É essa destrinça que nos permite aceitar que, até prova séria em contrário, cada juiz do Tribunal Constitucional julgará em boa consciência e apenas à luz dos seus conhecimentos se o Orçamento de Estado para 2013 estará, ou não, total ou parcialmente conforme à Constituição da República. Pensar o contrário seria aceitar que os juízes analisem e sentenciem apenas a partir das suas origens político-partidárias, o que, no caso do Tribunal Constitucional, nos levaria a rejeitar aqueles dos seus membros indicados pelos partidos com assento na Assembleia da República.
Esse tipo de desconfiança relativa ao respeito da ética republicana, ou seja, da lei, a que todos estamos obrigados, em especial no desempenho de cargos públicos, mina as instituições para além das imperfeiçoes e desconformidades pelas quais possam passar em razão dos deméritos deste ou daquele serventuário falho de escrúpulos.
Essa desconfiança tem sido aumentada pela insistência no tema de analistas interessados em influir nos desfechos dos jogos políticos, tentando nesse jogo de bastidores reforçar os seu poder mediático. Porém, poucos de entre eles seriam capazes de ganhar uma eleição para presidente de junta de freguesia e ainda menos governar a mais pequena das nossas autarquias.

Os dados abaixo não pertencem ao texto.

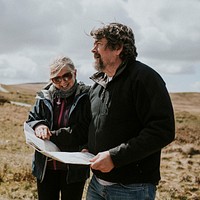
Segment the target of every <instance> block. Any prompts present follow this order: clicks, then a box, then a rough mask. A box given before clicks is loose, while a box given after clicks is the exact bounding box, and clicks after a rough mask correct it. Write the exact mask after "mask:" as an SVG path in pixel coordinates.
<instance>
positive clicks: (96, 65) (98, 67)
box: [94, 58, 105, 72]
mask: <svg viewBox="0 0 200 200" xmlns="http://www.w3.org/2000/svg"><path fill="white" fill-rule="evenodd" d="M94 68H95V69H96V70H97V71H98V72H103V70H104V69H105V66H104V64H103V61H102V59H101V58H99V62H95V63H94Z"/></svg>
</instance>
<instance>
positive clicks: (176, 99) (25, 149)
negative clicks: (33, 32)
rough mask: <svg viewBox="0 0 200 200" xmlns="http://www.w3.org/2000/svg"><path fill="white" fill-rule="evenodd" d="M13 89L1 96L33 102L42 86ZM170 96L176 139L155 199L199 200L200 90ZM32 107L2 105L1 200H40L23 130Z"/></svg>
mask: <svg viewBox="0 0 200 200" xmlns="http://www.w3.org/2000/svg"><path fill="white" fill-rule="evenodd" d="M9 87H10V86H9ZM12 88H13V91H12V92H11V93H12V94H7V93H1V92H0V95H2V96H3V97H4V98H5V99H8V100H9V101H14V100H16V99H17V100H18V101H19V102H22V103H33V102H34V96H35V92H36V91H38V90H39V89H40V88H41V85H29V84H28V85H27V84H26V85H21V86H20V87H18V86H12ZM6 89H7V90H9V91H10V88H8V87H7V88H6ZM29 90H31V92H30V91H29ZM28 91H29V92H30V93H29V92H28ZM170 95H171V98H172V102H173V106H174V110H175V117H176V139H175V141H174V142H172V143H171V144H170V145H168V146H167V147H165V148H164V149H163V151H162V160H161V177H162V179H161V181H160V184H159V186H158V190H157V196H156V200H174V199H175V200H176V199H177V200H197V199H200V190H199V186H200V177H199V174H200V148H199V146H200V93H173V94H170ZM19 96H21V97H19ZM29 110H30V108H28V107H23V106H19V105H13V104H9V103H6V102H5V103H3V104H1V105H0V124H1V129H0V137H1V140H0V157H1V165H0V200H11V199H15V200H19V199H23V200H31V199H32V200H34V199H37V192H36V183H35V179H34V177H33V176H32V174H31V159H32V154H33V149H32V148H31V147H29V146H28V145H26V143H25V138H24V133H23V122H24V121H25V120H26V118H27V116H28V112H29ZM86 187H87V184H86ZM83 199H85V193H84V197H83Z"/></svg>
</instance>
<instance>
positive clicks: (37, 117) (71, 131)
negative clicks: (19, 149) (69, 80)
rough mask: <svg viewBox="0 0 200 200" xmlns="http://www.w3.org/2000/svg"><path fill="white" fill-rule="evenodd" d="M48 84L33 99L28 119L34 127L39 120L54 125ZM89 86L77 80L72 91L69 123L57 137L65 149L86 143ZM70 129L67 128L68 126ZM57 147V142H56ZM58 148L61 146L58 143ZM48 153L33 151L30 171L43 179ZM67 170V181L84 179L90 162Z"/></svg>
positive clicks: (88, 166) (71, 148) (70, 181)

Assim, não faz sentido tentar encontrar termo ou medida para a pressão que o primeiro-ministro tem feito para tentar que os juízes do Tribunal Constitucional voltem a colocar, como fizeram o ano passado, eventuais inconstitucionalidades entre parêntesis. O que seria para Passos Coelho o modo mais ágil de cumprir o acordado com a troika segundo a chave de austeridade negociada. Isto parte do jogo político e cabe aos juízes do Tribunal Constitucional ponderar se há, ou não, inconstitucionalidades e, se as houver, se elas assumem uma gravidade que não cabe em novo parêntesis.
De resto, só desmemoriados e manhosos não reconhecerão pressões semelhantes no passado, como as forças de bloqueio de Cavaco Silva, então primeiro-ministro.